Batch dependent results

isaacg · September 16, 2019, 10:01pm

Hi All,

I was wondering if someone knows if this same bug exists in pytorch?

Essentially, function outputs are dependent on batch size/data. For example, on a given input x, you get y=f(x). now add x to a batch of data z and send over the batch. You would exist for x’s index in z that y_z would equal y, but this is not the case.

ptrblck · September 16, 2019, 10:30pm

I have to admit it’s a strange question to ask for a specific bug.
However, if you set your batch norm to .eval() in PyTorch, the result will not be depending on the batch and the running estimates will be used for each sample.

Let us know, if you encounter any strange behavior.

isaacg · September 16, 2019, 10:45pm

I understand what you mean. The test example is very simple to implement and if pytorch has the same error, then it might be with cudnn.

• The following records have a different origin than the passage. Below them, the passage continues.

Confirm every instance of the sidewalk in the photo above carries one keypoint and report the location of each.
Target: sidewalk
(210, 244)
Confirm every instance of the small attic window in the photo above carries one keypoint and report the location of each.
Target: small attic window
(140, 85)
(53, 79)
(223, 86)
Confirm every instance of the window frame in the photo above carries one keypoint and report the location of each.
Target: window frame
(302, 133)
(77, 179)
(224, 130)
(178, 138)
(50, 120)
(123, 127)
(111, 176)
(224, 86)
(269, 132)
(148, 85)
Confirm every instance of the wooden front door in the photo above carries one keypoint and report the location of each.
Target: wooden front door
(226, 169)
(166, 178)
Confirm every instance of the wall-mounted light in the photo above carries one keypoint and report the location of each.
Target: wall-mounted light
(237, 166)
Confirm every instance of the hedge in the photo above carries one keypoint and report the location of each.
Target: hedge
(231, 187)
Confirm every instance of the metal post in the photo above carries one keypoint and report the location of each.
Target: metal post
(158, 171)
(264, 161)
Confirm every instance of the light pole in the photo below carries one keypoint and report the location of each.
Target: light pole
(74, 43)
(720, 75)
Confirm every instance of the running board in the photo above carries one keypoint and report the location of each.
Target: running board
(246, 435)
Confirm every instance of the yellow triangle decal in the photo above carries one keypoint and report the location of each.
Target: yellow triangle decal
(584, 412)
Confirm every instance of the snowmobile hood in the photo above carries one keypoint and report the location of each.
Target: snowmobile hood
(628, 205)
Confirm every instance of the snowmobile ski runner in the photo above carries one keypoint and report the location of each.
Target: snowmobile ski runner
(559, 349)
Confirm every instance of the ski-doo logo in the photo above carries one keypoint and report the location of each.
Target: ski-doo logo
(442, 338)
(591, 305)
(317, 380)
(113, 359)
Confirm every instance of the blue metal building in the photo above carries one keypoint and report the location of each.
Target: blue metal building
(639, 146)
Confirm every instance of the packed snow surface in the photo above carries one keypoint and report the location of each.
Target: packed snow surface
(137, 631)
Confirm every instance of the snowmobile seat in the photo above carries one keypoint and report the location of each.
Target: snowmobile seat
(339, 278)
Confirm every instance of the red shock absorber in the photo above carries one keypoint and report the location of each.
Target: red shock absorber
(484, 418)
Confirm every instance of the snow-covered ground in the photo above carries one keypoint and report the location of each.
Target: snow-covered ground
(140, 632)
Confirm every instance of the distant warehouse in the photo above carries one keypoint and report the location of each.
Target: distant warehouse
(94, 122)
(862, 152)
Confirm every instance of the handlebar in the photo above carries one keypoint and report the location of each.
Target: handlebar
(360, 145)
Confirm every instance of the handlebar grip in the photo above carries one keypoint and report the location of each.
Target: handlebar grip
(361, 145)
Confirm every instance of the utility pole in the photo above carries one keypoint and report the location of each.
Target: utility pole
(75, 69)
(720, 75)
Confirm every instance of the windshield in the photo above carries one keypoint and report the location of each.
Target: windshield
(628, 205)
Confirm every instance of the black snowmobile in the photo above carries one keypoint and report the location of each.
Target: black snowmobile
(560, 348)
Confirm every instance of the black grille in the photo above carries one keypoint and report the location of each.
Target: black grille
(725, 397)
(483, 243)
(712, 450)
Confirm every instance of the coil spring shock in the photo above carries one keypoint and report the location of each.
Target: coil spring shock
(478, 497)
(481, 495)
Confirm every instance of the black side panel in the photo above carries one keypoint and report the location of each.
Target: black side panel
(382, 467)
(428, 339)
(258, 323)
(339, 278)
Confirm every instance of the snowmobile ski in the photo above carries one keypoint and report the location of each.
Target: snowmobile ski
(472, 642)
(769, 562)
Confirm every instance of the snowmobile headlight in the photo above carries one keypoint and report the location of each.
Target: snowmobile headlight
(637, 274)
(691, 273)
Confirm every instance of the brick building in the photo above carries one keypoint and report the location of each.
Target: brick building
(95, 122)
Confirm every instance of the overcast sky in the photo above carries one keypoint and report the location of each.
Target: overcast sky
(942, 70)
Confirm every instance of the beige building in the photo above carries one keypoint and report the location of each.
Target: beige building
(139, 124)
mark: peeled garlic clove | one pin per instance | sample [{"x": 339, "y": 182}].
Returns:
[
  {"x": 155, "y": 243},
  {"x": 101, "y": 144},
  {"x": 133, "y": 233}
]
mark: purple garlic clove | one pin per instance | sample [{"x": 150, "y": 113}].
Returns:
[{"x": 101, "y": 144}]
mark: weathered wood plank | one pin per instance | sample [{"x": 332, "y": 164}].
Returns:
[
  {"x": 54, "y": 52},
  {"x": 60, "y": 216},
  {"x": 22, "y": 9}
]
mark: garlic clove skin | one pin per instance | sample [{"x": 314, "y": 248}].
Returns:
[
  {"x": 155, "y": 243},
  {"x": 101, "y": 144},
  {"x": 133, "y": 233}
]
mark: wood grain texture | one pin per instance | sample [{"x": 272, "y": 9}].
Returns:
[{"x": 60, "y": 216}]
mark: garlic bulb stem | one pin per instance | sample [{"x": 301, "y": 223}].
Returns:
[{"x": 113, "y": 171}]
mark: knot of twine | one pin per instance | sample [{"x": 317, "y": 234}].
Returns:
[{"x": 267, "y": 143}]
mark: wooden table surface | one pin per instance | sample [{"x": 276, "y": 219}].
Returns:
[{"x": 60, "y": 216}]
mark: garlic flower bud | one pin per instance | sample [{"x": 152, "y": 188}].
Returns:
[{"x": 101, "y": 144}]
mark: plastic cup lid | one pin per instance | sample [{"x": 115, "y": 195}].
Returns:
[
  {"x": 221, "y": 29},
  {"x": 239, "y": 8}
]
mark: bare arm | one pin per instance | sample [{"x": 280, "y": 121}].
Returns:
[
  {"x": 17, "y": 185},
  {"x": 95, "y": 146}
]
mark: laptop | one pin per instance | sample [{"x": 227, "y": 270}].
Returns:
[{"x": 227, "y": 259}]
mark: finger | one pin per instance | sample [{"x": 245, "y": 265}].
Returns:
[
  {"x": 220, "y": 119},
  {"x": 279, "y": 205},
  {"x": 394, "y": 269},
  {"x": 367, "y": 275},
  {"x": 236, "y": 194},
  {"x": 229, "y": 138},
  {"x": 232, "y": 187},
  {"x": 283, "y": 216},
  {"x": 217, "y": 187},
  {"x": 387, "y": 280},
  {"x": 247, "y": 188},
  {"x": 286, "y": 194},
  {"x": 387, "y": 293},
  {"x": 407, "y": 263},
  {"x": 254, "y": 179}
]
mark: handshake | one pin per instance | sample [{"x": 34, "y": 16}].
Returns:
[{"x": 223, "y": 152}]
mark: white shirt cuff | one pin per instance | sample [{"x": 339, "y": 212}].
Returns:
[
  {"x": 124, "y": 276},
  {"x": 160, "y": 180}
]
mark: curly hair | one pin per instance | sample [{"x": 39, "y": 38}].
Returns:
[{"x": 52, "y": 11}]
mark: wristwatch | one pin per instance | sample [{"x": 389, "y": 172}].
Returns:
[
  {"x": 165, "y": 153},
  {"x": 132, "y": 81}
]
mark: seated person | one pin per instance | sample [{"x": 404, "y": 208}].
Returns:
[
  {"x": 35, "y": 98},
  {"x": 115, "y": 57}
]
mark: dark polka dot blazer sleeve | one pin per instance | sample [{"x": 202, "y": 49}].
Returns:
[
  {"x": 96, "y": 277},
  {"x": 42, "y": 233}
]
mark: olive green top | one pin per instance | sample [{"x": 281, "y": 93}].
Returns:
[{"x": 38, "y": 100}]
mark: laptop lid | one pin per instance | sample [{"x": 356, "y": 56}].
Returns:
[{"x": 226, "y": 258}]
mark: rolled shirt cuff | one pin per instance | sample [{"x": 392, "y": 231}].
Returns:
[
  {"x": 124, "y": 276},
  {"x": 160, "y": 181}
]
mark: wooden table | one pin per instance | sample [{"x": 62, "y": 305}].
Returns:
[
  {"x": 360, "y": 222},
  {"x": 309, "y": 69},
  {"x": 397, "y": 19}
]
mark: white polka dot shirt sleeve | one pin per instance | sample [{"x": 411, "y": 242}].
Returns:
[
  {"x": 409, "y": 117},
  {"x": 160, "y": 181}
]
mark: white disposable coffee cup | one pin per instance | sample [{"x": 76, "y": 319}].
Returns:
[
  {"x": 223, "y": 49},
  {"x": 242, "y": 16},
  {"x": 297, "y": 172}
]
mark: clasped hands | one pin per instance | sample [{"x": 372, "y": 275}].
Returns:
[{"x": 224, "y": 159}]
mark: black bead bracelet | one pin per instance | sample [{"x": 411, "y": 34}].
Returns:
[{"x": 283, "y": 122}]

ptrblck · September 16, 2019, 10:58pm

You could try to run this dummy example on your machine and check the difference:

x = torch.randn(10, 3, 24, 24)
bn = nn.BatchNorm2d(3)

# dummy forward passes to update running estimates
for _ in range(10):
    _ = bn(x)

# Set to eval
bn.eval()

output_all = bn(x)

output_manual = []
for i in range(x.size(0)):
    output_manual.append(bn(x[i:i+1]))
output_manual = torch.cat(output_manual)

print((output_all - output_manual).abs().max())
> tensor(0., grad_fn=<MaxBackward1>)

isaacg · September 27, 2019, 2:20pm

I know this is a strange request but i really want to run this issue to ground. Thanks for the code!